Mais ce qui est extraordinaire, c’est la faculté d’abstraction des êtres humains : malgré notre condition limitée, nous pouvons accéder à l’universel et vouloir le Bien, le Beau et le Bon pour tous les autres. Mais pour cela, il faut avoir l’esprit clair et dégagé de la poussière de la peur, des préjugés, de la négativité qui nous entoure parfois, et de nos pensées parfois trop rationnelles et trop obéissantes… Nous sommes trop souvent endormis, habitués à vivre dans un monde qui nous convient plus ou moins mais auquel nous consentons à faire des concessions. Nous nous réveillons souvent un peu tard :  c’est quand notre vie est menacée que nous prenons conscience de manière évidente qu’elle est précieuse, et jamais tout à fait acquise. C’est la même chose pour la liberté : s’il n’y avait pas eu les tristes événements liés à Charlie Hebdo, nous ne serions pas descendus spontanément  dans la rue pour revendiquer la liberté d’expression… La prise de conscience de la liberté et sa revendication ont souvent besoin d’un élément déclencheur, ce qui nous montre qu’être libre nécessite toujours un arrachement à une condition confortable. La liberté est toujours à conquérir.

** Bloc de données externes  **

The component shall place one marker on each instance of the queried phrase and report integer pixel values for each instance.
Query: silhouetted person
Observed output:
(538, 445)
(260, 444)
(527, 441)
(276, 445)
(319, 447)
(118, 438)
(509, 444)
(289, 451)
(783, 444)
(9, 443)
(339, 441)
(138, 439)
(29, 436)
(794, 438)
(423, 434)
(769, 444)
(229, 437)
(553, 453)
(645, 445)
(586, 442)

Nous pouvons nous demander : en quoi suis-je vraiment libre ? Ai-je conscience des limites et des possibilités qu’offre mon corps ? Les ai-je acceptées comme conditions pour pouvoir les transcender, les dépasser et exercer ma liberté seconde, celle du choix ? Comment puis-je agir en tenant compte de mes limites physiques et/ou psychiques, de mes possibilités, de mes rêves ? Quelles émotions j’éprouve quand je suis libre ? Si la liberté se confond pour moi avec la joie d’exister, qu’est-ce que me rend vraiment joyeux ?

 

S’engager : écriture et liberté

Comment répondre à toutes ces questions ? Nous pourrions le faire par oral, en se parlant à nous-mêmes, mais très vite nous nous rendrons compte que nos paroles si précieuses nous fuient. Nous pouvons à l’inverse donner à nos réflexions un ancrage solide, un refuge qui soit à la fois une base d’où jaillit l’expression de soi vers le monde telle une fusée exploratrice. Comment ? Il nous faut prendre le clavier ou la plume, ou le stylo bille, ou le crayon à papier pour les plus modestes d’entre nous. Écrire, penser et agir dans le monde deviennent alors des actions complémentaires. Écrire est le meilleur moyen de se mettre en situation d’expérience, de prendre conscience de ce que nous sommes, d’explorer des chemins nouveaux et de les exposer aux autres. Car cette pulsion de liberté qui nous habite est en même temps un besoin de se faire reconnaître par autrui comme être libre. Nous devons toujours lutter pour qu’autrui ne nous considère pas comme objet mais comme sujet. Écrire et exposer ses écrits comporte donc toujours une dimension intersubjective : nous ne sommes libres que si les autres reconnaissent notre liberté.

 

No limit ?

 

Dans cet article, nous avons voyagé en pensée avec des philosophes amoureux de la sagesse mais surtout de la liberté. Puissent-ils nous permettre de nous poser les bonnes questions et de faire les bons choix pour avancer avec l’esprit ouvert et libre sur les chemins de l’année 2015. C’est une année particulière où nous aurons plus que jamais en tête le mot « liberté ». Faisons-le résonner avec « créativité » de sorte qu’il devienne chaque jour une réalité.